Review: X Rebirth – Spaced Out

x rebirth

There’s been a dearth of space sims in recent years. This once grand genre of open ended, ambitious sandbox RPGs has been almost entirely neglected by most companies. It’s Egosoft to the rescue! X Rebirth is released and suddenly we have what appears to be a great new space sim. Does X Rebirth live up to expectations, or is it just a disappointment waiting to happen?

X Rebirth is certainly an ambitious game and the time you spend in space is full of truly beautiful sights, sadly this is about all the game has going for it. Bugs have rendered the game nearly unplayable, with the HUD not loading on some saves leading to the controls being completely unresponsive – when this happens the only recourse is to go back to the main menu and start a new game – and with player characters getting stuck between locker doors with no way of freeing them, again leading to restarts. As of the time of writing I have 14 saves which are completely unplayable due to several game breaking bugs.

There are a host of other bugs and performance issues that aren’t necessarily game breaking, but make the core experience unenjoyable. I have a fairly high end PC and I started with framerates approaching 120FPS though I very quickly found that many areas caused my framerate to drop to sub 20FPS levels, on occasion even reaching single digit territory. X Rebirth is a pretty game – at least in space; the space stations are pretty ugly – but it’s not that pretty.

The choppy animations do not help make the case for the space stations of which there is only a handful of level blueprints, filled with an equally limited selection of NPCs who have some of the strangest animations I’ve seen in a while. Voices seem to be randomly mixed and matched between NPCs, some NPCs are wearing full space suits or armour that bends like rubber when they turn their heads to address you, and there was some strange obsession among the designers that led to them filling the space stations with creepy holograms of pole dancers and large neon-orange signs depicting a woman’s bare backside. This is all on top of your companion having a heart-shaped cut-out in her armour that serves to ensure her cleavage is always on display. At first I was a little taken aback at these crude attempts to insert sex appeal into the game, later I just found the absurdity to be hilarious. I would not be at all surprised to discover that X Rebirth contained the space sim equivalent of the ‘Hot Coffee’ incident, but maybe I’m just being uncharitable.

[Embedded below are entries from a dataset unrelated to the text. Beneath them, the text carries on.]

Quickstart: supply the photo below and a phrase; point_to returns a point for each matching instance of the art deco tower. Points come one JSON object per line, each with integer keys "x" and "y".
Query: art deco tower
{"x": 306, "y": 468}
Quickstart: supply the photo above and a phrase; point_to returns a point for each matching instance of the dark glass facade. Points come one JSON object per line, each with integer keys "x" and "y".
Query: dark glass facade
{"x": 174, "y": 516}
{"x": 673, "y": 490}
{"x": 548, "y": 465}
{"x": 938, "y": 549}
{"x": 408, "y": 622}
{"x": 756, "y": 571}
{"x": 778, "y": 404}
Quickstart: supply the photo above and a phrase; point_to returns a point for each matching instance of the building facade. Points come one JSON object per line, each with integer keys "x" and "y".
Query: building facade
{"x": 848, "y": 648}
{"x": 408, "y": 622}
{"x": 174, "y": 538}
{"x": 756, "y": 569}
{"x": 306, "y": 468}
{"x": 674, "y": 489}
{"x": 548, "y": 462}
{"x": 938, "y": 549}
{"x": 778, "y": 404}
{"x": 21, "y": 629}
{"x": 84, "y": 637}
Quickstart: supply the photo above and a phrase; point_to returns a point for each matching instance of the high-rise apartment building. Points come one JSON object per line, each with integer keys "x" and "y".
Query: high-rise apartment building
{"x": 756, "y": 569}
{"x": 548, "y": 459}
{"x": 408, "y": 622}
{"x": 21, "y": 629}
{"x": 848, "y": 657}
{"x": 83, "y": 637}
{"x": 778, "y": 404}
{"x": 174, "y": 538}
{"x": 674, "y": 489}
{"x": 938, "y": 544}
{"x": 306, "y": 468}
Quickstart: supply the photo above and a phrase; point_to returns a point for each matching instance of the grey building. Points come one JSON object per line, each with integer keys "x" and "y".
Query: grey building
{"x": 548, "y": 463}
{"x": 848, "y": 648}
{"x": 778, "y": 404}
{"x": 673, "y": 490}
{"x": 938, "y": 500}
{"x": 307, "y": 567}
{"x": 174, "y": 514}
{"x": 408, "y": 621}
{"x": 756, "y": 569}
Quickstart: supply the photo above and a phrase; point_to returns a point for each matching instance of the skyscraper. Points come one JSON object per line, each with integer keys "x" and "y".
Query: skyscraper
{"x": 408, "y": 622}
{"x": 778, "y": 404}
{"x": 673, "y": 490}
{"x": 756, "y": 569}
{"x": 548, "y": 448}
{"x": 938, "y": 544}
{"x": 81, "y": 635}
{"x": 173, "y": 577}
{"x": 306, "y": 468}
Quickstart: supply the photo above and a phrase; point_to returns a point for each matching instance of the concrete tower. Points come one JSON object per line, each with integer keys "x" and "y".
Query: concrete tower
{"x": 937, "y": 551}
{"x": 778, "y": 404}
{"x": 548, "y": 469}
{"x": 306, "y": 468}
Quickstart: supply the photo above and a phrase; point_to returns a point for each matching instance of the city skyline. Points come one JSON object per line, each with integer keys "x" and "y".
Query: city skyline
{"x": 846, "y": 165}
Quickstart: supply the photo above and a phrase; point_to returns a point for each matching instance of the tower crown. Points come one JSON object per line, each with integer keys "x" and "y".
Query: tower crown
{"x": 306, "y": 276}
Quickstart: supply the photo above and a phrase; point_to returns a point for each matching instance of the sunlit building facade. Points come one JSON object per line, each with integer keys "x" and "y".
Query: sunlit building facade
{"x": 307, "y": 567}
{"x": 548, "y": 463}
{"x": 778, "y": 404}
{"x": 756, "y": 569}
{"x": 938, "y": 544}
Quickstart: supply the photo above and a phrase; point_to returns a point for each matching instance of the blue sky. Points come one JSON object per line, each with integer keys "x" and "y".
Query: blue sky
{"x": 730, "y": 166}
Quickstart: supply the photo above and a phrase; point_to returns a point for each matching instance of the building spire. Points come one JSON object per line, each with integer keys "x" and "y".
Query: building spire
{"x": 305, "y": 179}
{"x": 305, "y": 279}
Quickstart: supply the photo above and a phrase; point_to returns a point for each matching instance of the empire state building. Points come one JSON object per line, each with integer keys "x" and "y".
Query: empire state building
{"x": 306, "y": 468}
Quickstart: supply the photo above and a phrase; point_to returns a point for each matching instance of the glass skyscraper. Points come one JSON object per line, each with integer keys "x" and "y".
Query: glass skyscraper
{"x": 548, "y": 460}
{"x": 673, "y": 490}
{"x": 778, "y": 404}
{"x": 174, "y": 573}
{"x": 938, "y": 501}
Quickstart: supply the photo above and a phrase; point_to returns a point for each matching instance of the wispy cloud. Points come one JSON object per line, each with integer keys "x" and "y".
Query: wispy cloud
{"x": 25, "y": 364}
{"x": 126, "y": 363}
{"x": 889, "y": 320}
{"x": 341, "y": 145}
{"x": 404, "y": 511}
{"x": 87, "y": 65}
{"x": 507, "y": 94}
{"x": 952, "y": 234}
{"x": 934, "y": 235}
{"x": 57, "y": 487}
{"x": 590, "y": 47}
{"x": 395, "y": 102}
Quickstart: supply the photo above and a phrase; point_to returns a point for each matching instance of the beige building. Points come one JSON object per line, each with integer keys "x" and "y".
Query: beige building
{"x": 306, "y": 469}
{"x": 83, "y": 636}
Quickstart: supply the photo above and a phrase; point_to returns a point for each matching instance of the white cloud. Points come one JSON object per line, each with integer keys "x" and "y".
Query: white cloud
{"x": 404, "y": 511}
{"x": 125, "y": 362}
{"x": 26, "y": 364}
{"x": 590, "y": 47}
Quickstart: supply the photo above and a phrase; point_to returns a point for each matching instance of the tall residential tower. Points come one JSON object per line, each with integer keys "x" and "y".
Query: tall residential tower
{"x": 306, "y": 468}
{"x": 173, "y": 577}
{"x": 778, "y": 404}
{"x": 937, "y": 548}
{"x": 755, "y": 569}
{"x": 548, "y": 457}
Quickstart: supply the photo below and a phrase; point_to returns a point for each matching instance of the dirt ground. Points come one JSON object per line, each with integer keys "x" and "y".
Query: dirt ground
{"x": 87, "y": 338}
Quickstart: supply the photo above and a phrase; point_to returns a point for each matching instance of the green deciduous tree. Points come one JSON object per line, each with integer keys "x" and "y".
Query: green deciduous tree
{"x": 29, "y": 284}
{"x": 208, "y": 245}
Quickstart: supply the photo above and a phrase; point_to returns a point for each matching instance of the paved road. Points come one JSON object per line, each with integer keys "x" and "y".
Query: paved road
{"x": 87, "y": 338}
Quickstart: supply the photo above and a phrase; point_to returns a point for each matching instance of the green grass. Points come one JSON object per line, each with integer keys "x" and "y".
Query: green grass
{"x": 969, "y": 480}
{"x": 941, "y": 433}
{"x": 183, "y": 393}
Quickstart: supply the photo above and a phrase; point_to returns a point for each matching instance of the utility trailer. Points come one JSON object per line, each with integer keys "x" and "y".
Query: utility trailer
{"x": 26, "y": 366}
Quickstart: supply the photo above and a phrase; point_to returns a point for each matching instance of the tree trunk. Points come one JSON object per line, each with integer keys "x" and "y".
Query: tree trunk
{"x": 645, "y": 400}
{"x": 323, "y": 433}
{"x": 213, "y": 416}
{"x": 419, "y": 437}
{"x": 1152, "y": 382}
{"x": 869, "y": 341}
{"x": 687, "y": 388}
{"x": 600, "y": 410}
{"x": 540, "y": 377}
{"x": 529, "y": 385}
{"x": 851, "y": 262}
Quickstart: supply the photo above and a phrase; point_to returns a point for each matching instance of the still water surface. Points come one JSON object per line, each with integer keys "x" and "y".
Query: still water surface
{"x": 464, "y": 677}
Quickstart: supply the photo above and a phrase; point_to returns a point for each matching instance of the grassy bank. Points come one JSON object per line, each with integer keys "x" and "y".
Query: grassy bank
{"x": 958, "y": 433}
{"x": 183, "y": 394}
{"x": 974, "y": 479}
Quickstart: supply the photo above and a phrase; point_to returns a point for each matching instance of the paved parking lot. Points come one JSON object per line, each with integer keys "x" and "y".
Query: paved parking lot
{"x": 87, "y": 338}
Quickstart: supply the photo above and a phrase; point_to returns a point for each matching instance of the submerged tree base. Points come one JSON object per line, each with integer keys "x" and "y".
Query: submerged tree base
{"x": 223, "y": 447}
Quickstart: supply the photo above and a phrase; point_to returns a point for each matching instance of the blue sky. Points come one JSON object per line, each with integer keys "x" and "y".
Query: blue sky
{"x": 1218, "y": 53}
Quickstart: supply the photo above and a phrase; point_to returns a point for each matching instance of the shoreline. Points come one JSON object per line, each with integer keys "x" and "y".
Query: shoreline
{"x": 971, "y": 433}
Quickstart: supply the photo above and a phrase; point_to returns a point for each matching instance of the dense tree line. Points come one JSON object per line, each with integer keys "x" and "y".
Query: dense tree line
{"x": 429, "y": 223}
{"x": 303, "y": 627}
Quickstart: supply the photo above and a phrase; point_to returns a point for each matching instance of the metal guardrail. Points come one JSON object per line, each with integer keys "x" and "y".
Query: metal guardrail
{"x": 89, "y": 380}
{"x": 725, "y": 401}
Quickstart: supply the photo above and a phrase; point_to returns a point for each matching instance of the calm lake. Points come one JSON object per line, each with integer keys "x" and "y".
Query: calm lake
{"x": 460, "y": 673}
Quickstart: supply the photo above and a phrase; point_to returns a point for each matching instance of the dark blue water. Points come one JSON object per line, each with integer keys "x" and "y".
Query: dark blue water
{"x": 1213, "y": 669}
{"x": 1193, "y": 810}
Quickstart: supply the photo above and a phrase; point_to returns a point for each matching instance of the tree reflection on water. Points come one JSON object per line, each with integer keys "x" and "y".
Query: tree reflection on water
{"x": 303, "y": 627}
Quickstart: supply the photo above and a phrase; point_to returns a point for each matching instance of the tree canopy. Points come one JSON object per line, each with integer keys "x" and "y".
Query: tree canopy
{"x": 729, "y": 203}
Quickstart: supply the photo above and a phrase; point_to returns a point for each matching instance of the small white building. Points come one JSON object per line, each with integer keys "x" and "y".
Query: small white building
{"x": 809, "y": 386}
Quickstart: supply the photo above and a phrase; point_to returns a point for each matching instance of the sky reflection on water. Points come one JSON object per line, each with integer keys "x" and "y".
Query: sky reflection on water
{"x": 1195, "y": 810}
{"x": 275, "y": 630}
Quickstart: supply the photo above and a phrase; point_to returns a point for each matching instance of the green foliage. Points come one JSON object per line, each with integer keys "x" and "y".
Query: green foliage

Unfortunately bugs and strange design decisions aren’t the only issue with X Rebirth. Combat is mostly a bland affair, lacking in any real sense of danger or speed. Larger capital ships pose little threat as most have large ‘blind-spots’ which are completely unprotected and it’s a fairly simple task to match their velocity whilst in one of these blind-spots and pummel the ship to oblivion. Smaller fighters have the manoeuvrability to keep their weapons trained on you, but they are so fragile that one or two bursts with the starter cannon is usually enough to bring them down and only large swarms even come close to presenting a tangible challenge. In short, you start with the greatest ship ever produced by human hands and most upgrades to this ship are for convenience only.

The other aspects of X’s gameplay are all needlessly difficult and confusing, with all of this difficulty coming from the appalling menu design. Just setting up a simple trade feels cumbersome and not worth the time. Managing more complex trades or multiple trades can take quite some time with options hidden in submenu after submenu. Ultimately the trading in X Rebirth will likely only appeal to the hardest of hardcore traders who absolutely must scratch their need to trade in a recently released space sim and even they may find their mercantile desires swiftly wane in the face of X’s convoluted menu system.

X Rebirth does have a very basic story mode that is supposed to be a tutorial but beyond giving a few simple goals it doesn’t do much to actually teach new players how to play the game. Newcomers to the X series will have to spend a lot of time on forums and Wikis and even veteran players may find themselves struggling to navigate the obtuse menus. The story itself is not worth the time taken to listen to the dialogue options and frankly the free-play mode is just a vast improvement on the story mode.

There are a few nice touches to X Rebirth. If you dock aboard a large ship, or a space station with an open hangar, you can still see what’s going on outside of the space station including any space battles that were happening as you docked. In addition to this, the sense of scale inside larger ship docking bays is quite impressive, though you can only explore a very small area. Space as a whole is rather pretty in X. Sunlight reflects off solar arrays and ships alike, while capital ships have a nice level of detail and the way they explode upon destruction is suitably awe inspiring.

Those few aesthetic points aside, X Rebirth is a deeply flawed game. Riddled with bugs, poor design choices, weak core mechanics, and a shallow world, X Rebirth is not a game that I can recommend.


2 out of 10

A copy of the game was provided by the publisher for the purpose of this review.